8 comments / Add your comment below

  1. Sério. Todo dia me congratulo por ter fundado o PQP Bach com as pessoas que convidei (e que aceitaram de cara, todas).

    Este blog não é o máximo?

  2. Grande e admirável Sr. PQP
    Congratulo pelo magnífico blog e a infindável seleção de musicas q aqui me deleteio, me surpreendendo todos os dias q aqui me dirijo com a sede de q vou encontrar mais um presente aos meus ouvidos. Sou um amante da musica clássica e seus seguimentos e tenho estudado esse fenômeno cultural e me apaixonei de cara por Bach entre outros grandes nomes.Gostaria de solicitar um pedido de préstimo ao nosso compositor Brasileiro Carlos Gomes e seu lusitano O Guarani.
    Espero poder continuar participando (ainda indiretamente) com esse Blog.
    Sou critico mais reconheço um bom trabalho, continue assim.

    Grato.

  3. Fantástico disco, pra mim o melhor desta fase de Miles. Ainda hoje se especula sobre a importância do papel de Airto Moreira e de John McLaughlin nas faixas em que aparecem (quando um está o outro não, e o som resulta totalmente diferente) bem como do produtor Teo Macero, que montou todo o disco a partir de sessões de estúdio e ao vivo no Cellar Door em Chicago — algumas faixas correspondem a sessões diferentes, umas em estúdio e outras ao vivo, embora não se note no disco. Além de McLaughlin (que segundo a lenda caiu do espaço nessas sessões, tocando completamente de improviso) e de Airto, outra presença fundamental é a de Michael Henderson, o baixista eléctrico que tocava com artistas soul como Aretha Franklin e Stevie Wonder. What I Say é um hino ao baixo funk. E há a capa de Abdul Mati, o mesmo pintor que assinou outra famosa capa nesse tempo, a de Abraxas de Carlos Santana.
    Este foi o primeiro disco de jazz que ouvi na vida. Lembro-me que na altura eu e os meus amigos discutíamos quem tocava melhor guitarra, Pete Townshend dos Who ou Jimmy Page dos Led Zeppelin, e quem seria melhor baterista, Keith Moon ou John Bonham. Até que alguém comprou o Live Evil, e quando nós ouvimos o What I Say não podíamos acreditar – o McLaughlin tocava como 10 Jimmy Pages, e o Jack DeJohnette como 10 Keiths Moon. O resultado foi brutal — deixámos de ouvir rock durante uns anos.
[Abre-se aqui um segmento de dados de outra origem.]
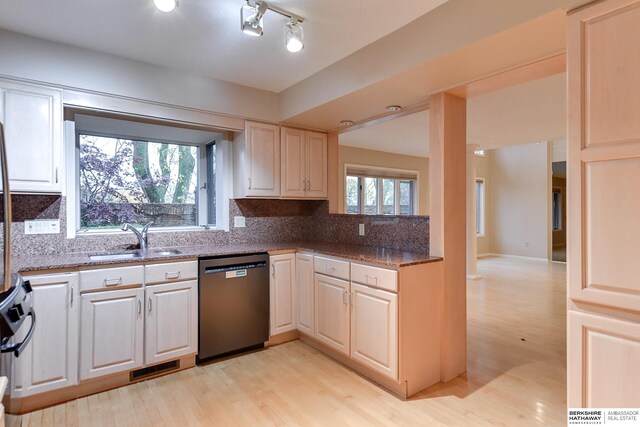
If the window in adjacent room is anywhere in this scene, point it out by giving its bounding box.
[476,178,485,237]
[552,188,562,231]
[345,165,417,215]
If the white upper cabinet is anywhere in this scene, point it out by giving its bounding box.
[233,121,280,198]
[281,128,328,199]
[305,132,329,199]
[281,128,307,198]
[11,273,80,397]
[0,80,63,193]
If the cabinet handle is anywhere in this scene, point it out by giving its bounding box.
[364,274,378,285]
[164,271,180,280]
[104,277,122,287]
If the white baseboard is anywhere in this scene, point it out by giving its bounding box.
[486,253,549,262]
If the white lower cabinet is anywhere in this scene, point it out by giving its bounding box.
[11,273,79,397]
[351,283,398,379]
[295,254,315,336]
[80,288,144,380]
[315,273,349,354]
[269,253,296,336]
[144,280,198,365]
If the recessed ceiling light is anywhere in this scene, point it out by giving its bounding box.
[153,0,178,12]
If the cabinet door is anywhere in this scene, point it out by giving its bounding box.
[144,280,198,365]
[0,82,62,193]
[245,122,280,197]
[315,273,349,354]
[280,128,307,197]
[351,283,398,379]
[11,273,79,397]
[306,132,329,199]
[295,254,315,336]
[80,288,144,380]
[269,254,296,336]
[567,0,640,408]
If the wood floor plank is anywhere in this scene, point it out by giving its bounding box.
[7,257,566,427]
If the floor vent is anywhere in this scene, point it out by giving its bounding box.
[129,360,180,382]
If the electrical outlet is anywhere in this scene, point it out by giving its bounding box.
[24,219,60,234]
[233,216,246,228]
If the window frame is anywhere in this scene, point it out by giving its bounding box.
[63,118,233,239]
[342,163,420,216]
[473,176,487,238]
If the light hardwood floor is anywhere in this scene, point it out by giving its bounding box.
[8,258,566,427]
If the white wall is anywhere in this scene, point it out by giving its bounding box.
[488,142,551,258]
[0,29,278,121]
[475,150,493,255]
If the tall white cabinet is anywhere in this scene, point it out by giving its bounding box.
[0,80,63,193]
[11,273,80,397]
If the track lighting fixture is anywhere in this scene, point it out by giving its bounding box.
[153,0,178,12]
[240,0,304,52]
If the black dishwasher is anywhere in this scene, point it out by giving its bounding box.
[197,254,269,362]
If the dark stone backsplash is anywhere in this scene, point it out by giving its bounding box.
[0,195,429,256]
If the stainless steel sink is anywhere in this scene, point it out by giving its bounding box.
[89,251,142,261]
[151,249,182,256]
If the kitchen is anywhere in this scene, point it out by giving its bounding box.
[0,0,640,421]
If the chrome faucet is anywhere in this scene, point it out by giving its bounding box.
[122,221,153,251]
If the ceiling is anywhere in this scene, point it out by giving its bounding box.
[339,111,429,157]
[0,0,447,92]
[339,73,566,157]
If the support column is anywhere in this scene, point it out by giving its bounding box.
[467,144,480,280]
[429,93,467,382]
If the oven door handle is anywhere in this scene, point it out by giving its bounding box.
[0,307,36,357]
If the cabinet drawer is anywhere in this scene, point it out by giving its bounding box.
[313,256,349,280]
[144,261,198,285]
[80,265,144,292]
[351,263,398,292]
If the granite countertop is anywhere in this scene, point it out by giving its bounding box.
[12,242,442,272]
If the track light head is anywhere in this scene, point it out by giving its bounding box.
[240,2,269,36]
[284,18,304,53]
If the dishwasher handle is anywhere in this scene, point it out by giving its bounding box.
[204,261,267,274]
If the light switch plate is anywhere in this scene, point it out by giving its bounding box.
[233,216,246,228]
[24,219,60,234]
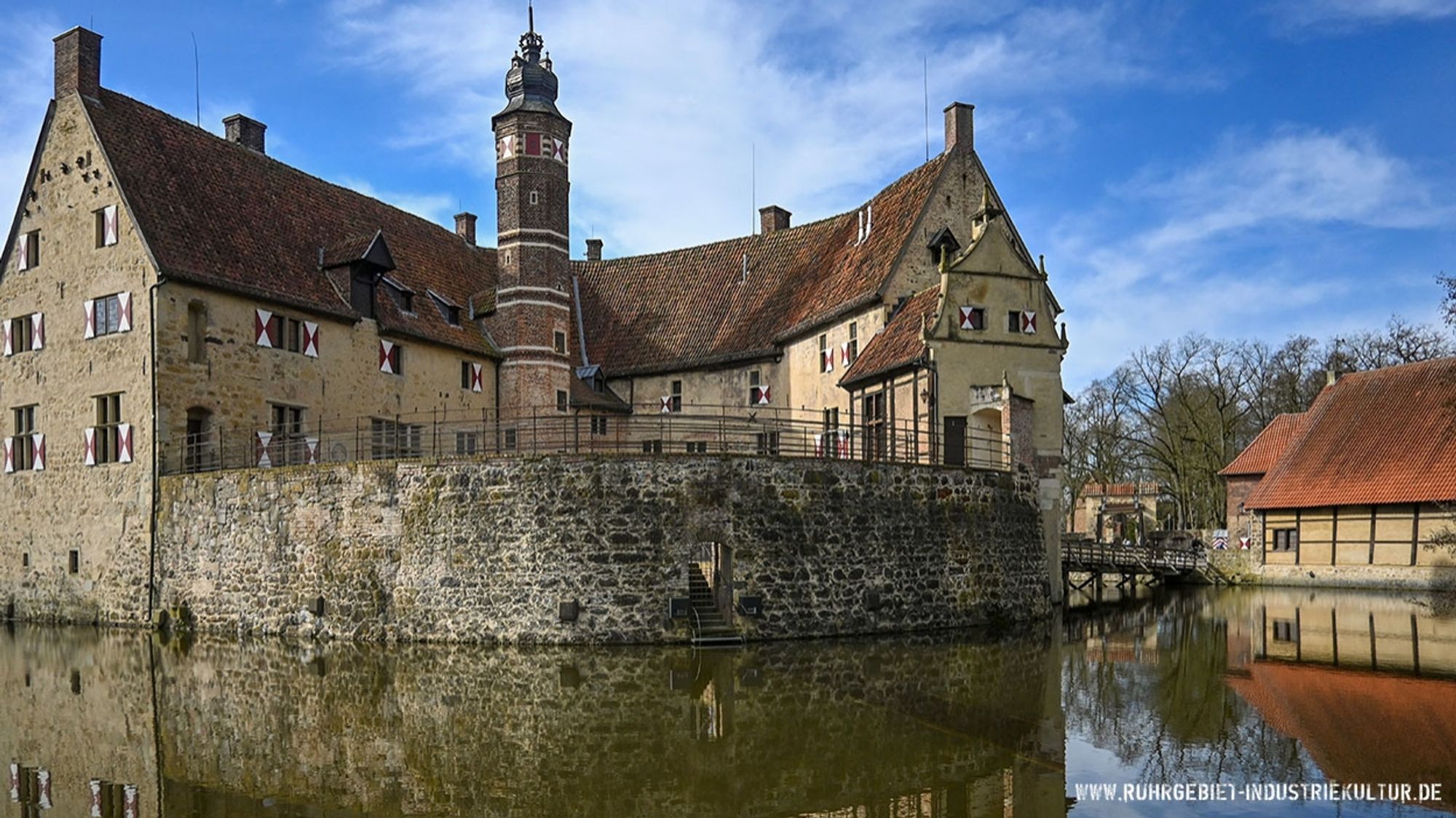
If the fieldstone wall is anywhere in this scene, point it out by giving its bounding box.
[157,455,1050,642]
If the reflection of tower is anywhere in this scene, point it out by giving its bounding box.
[491,4,572,416]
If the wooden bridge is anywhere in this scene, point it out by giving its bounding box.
[1061,541,1227,595]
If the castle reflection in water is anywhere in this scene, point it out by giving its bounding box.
[0,589,1456,818]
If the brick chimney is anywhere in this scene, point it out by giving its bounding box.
[945,102,976,150]
[55,26,100,99]
[456,213,476,246]
[223,114,268,153]
[759,205,794,235]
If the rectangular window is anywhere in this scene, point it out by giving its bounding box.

  4. Nascido em Illinois em 1926, foi para a cidade de Nova York na década de 40 onde estudou música em Julliard.Depois de seus estudos na Julliard School of Music de Nova York, entre 1944 e 1945, este músico reconduziu o bebop para um tipo de jazz mais frio, desenvolvendo uma técnica instrumental Inconfundível, caracterizada por um timbre suave e cálido, sem vibrato, e uma linha melódica sóbria com toques líricos. Nos anos 60 e 70, aproximou-se das novas diretrizes do rock, desenvolvendo, a partir de então, o jazz-rock. Davis ganhou 23 prêmios Grammy.Ao longo de sua carreira tocou com os maiores nomes da música e gravou mais de 130 discos.